TOKYO-Japan has approved a safer and easier saliva test for COVID-19 as the Tokyo municipal government issued an alert after confirming the highest daily tally of coronavirus infections in weeks.
Yuriko Koike, the capital’s governor said the alert is a way of urging residents to remain cautious but doesn’t alter the city’s plan to gradually reopen the economy.
There were 12 new infections reported in the capital on Wednesday and 34 on Tuesday, a big surge since Japan fully lifted its state of emergency last week.
“We want to continue resuming social and economic activities while preventing the spread of COVID-19. We’ll need cooperation from all residents,” Koike said.
Meanwhile, Japan’s health ministry on Tuesday approved the use of a polymerase chain reaction coronavirus test using saliva, thought to be safer and easier to administer, to be used alongside the current tests which swab mucus from the back of the nostril.
The test kits, which will be covered by national health insurance, are to be used for testing patients within nine days of exhibiting symptoms.

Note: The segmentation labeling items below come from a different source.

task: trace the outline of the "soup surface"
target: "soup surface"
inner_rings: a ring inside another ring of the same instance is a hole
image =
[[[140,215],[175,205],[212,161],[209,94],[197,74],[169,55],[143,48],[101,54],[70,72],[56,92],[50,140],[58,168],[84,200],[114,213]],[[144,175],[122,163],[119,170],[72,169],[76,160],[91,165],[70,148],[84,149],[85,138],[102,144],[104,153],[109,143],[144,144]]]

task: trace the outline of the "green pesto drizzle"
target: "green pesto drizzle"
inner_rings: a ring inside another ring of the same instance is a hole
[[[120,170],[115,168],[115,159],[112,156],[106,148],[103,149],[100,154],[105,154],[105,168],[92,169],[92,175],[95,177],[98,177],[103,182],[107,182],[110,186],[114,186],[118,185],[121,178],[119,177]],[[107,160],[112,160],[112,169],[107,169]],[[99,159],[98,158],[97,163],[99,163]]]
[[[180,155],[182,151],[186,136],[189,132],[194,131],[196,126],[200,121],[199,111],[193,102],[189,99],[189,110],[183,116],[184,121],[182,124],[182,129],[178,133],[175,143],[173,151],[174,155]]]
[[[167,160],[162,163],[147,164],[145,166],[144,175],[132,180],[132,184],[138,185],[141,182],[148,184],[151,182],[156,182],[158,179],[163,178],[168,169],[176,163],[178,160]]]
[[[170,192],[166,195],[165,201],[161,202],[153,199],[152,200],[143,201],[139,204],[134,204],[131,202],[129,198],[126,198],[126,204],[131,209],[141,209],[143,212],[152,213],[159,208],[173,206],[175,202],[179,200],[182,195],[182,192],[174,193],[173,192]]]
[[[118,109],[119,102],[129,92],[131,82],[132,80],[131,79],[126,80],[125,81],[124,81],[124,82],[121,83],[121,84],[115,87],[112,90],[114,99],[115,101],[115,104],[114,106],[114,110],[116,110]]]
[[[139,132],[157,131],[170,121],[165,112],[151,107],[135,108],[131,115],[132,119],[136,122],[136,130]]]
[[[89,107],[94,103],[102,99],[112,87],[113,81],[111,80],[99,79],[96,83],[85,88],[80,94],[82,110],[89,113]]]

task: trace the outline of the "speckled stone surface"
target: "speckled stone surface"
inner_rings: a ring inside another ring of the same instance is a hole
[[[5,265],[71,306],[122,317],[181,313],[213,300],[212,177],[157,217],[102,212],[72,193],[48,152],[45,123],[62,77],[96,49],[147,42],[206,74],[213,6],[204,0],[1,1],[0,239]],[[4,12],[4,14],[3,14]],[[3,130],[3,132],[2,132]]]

Separately, a team of Japanese researchers has succeeded in creating miniature bronchi-passageways that conduct air into the lungs-from human cells, paving the way for them to be used to study the virus and help develop drugs.
Remdesivir, administered intravenously in hospital, is a drug that shows improvement in COVID-19 patients in formal clinical trials.
Under guidelines by South Korea’s Ministry for Food and Drug Safety, doctors can administer one dose of remdesivir a day, with five doses overall for patients with moderate symptoms, and 10 doses for those with severe symptoms and who need oxygen support.
South Korea had recorded 11,590 cases and 273 deaths by Tuesday.
So far, four Pakistani lawmakers have died due to the virus, which has infected 80,463 people in Pakistan and killed 1,688 since February.
In Africa, a South African court ruled on Tuesday that the lockdown regulations in the country are “unconstitutional” and “invalid”.
“Some of the regulations promulgated by the government simply did not meet the rationality test in preventing the spread of COVID-19,” the North Gauteng High Court said in its ruling.
The court gave the government 14 days to amend and republish the regulations. In response, the government said in a statement it will study the judgment.